Salah satu botol yang diduga bom molotov menimbulkan kobaran api saat jatuh di halaman kantor. Untuk mengendalikan massa, polisi saat itu menembakkan lebih dari dua kali tembakan gas air mata.
Saat suasana mulai tenang, koordinator umum Aliansi #MagelangBergerak, Siam Khoirul Bahri, berorasi dan menyampaikan tujuh tuntutan aksi, antara lain menolak Rancangan Kitab Undang-undang Hukum Pidana (RKUHP) dan UU KPK. Orasi tersebut kemudian dibalas dengan pernyataan Ketua DPRD Kota Magelang Budi Prayitno yang mengatakan akan menyampaikan semua aspirasi pendemo kepada DPR dan pemerintah pusat.
Asisten I Sekretariat Daerah Kota Magelang Muji Rohman mengatakan, lebih dari 10 lampu penerangan di kompleks Kantor Pemerintah Kota Magelang pecah. Sebagian tiang lampu di dekat pos pengamanan di gerbang masuk juga patah. Beberapa rambu jalan dan papan penunjuk pintu masuk bengkok dan beberapa di antaranya ada yang tercabut dari tanah.
Tidak hanya itu, tulisan Kantor Wali Kota Magelang dan Kantor DPRD Kota Magelang juga rusak. Sebagian besar huruf yang terbuat dari baja tercungkil dan hilang dari lapisan keramik di bawahnya.
Muji mengatakan, pihaknya juga masih mendata semua dampak kerusakan yang ditimbulkan. ”Hingga saat ini, kami belum bisa menghitung nominal kerugian yang ditimbulkan dari aksi massa,” ujarnya.
Hingga saat ini, kami belum bisa menghitung nominal kerugian yang ditimbulkan dari aksi massa.
Ikut-ikutan
Terkait provokator yang ditangkap polisi, Siam mengatakan, mereka bukan bagian dari Aliansi #MagelangBergerak. ”Kerusuhan massal juga baru terjadi setelah kami mundur dari aksi,” ujarnya.
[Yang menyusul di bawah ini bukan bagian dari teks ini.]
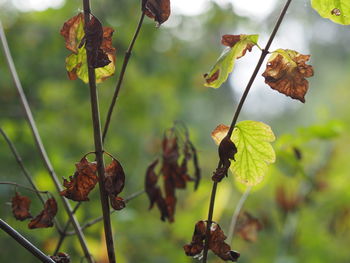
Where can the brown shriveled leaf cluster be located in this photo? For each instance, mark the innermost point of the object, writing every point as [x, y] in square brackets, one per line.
[287, 200]
[45, 218]
[216, 242]
[82, 182]
[227, 150]
[286, 72]
[174, 173]
[248, 226]
[114, 184]
[61, 257]
[159, 10]
[20, 207]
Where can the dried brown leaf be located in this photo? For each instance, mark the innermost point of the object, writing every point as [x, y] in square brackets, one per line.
[159, 10]
[286, 72]
[82, 182]
[20, 207]
[45, 218]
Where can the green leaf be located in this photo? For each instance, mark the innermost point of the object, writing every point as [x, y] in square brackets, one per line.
[224, 65]
[336, 10]
[254, 151]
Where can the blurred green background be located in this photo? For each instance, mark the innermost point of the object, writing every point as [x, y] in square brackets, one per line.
[164, 83]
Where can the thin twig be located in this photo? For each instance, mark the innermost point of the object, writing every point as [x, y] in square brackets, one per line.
[264, 53]
[98, 219]
[25, 187]
[63, 235]
[98, 145]
[26, 173]
[24, 242]
[121, 77]
[39, 143]
[236, 214]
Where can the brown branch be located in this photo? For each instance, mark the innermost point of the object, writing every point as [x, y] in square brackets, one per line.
[264, 53]
[24, 242]
[121, 77]
[99, 146]
[39, 143]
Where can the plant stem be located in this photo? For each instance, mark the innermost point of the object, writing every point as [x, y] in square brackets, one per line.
[39, 142]
[24, 242]
[121, 77]
[63, 234]
[236, 214]
[99, 147]
[235, 117]
[98, 219]
[26, 173]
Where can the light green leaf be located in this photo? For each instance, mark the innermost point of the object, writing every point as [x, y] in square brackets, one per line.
[224, 65]
[336, 10]
[254, 151]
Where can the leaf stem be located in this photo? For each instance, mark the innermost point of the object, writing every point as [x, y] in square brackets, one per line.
[24, 242]
[235, 215]
[99, 146]
[264, 53]
[39, 142]
[121, 77]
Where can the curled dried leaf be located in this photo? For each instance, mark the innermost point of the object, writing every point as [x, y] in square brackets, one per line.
[248, 226]
[286, 72]
[98, 42]
[216, 242]
[159, 10]
[45, 218]
[20, 207]
[61, 257]
[82, 182]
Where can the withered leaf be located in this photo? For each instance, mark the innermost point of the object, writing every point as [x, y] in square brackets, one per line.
[82, 182]
[286, 72]
[216, 242]
[20, 207]
[61, 258]
[248, 226]
[45, 218]
[114, 183]
[159, 10]
[98, 42]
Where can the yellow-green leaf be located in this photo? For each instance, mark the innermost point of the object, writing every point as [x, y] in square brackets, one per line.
[336, 10]
[237, 47]
[254, 151]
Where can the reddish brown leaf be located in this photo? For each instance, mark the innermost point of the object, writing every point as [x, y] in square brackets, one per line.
[117, 202]
[248, 226]
[70, 32]
[159, 10]
[82, 182]
[61, 258]
[286, 72]
[20, 207]
[45, 218]
[216, 242]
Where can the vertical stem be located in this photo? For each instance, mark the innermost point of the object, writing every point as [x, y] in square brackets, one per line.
[99, 147]
[40, 145]
[24, 242]
[236, 213]
[235, 117]
[121, 77]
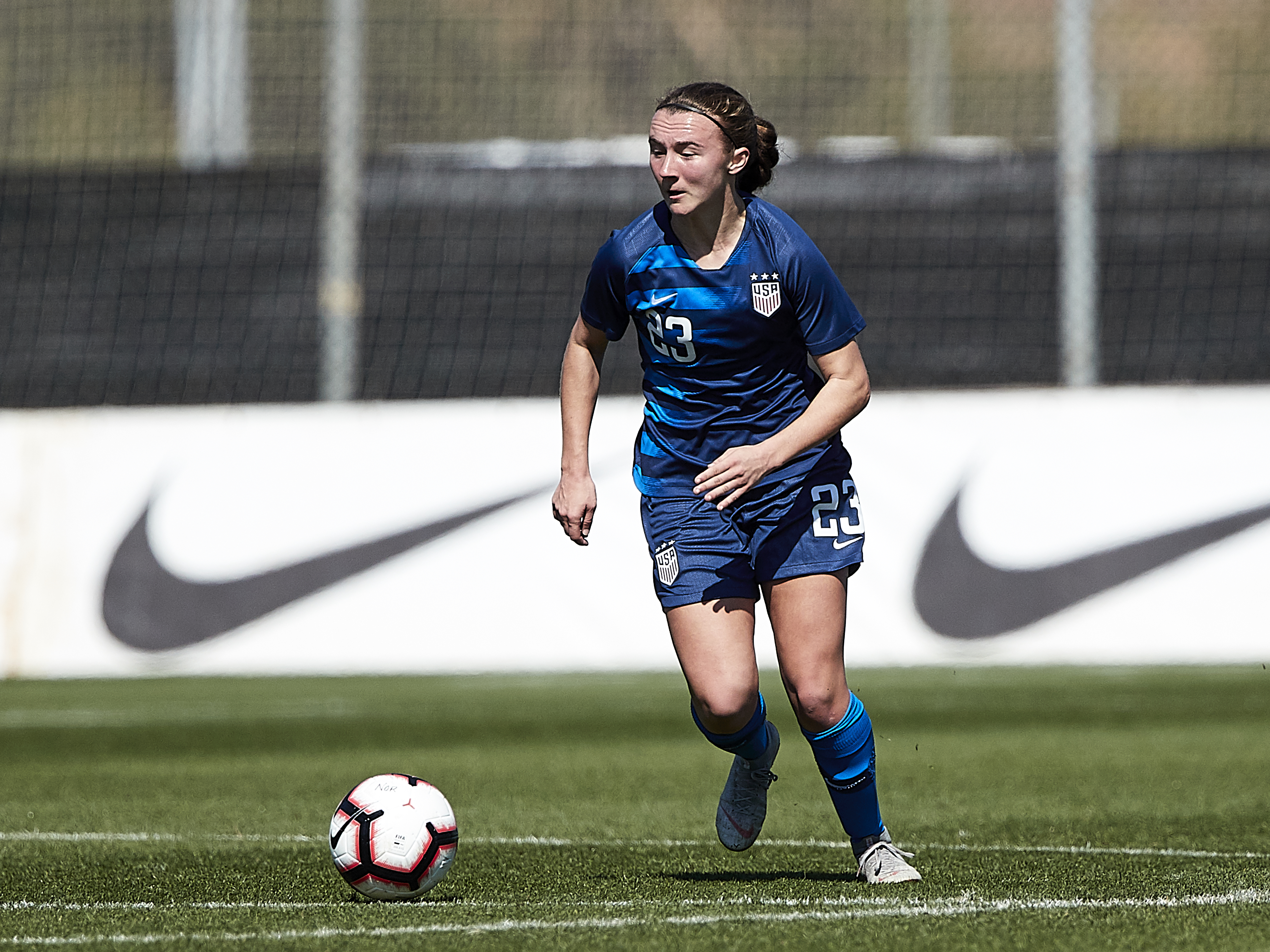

Dia menegaskan, aksi Aliansi #MagelangBergerak tidak ditunggangi kepentingan politik, organisasi kemasyarakatan, atau kepentingan pribadi apa pun.
Akan tetapi, sebagian massa ternyata tidak mengetahui tujuan utama aksi tersebut. Riko (14), siswa SMP Negeri 10 Kota Magelang, mengaku hanya diajak teman-temannya. ”Ada lebih dari 10 siswa SMPN 10 yang mengikuti aksi ini. Saya hanya ikut-ikutan,” ujarnya.
Jeki (18), warga Desa Banjarnegoro, Kecamatan Mertoyudan, juga tidak paham dengan tujuan aksi. ”Saya cuma tahu aksi ini bertujuan untuk menggugat undang-undang. Katanya, undang-undangnya memberatkan rakyat,” ucapnya.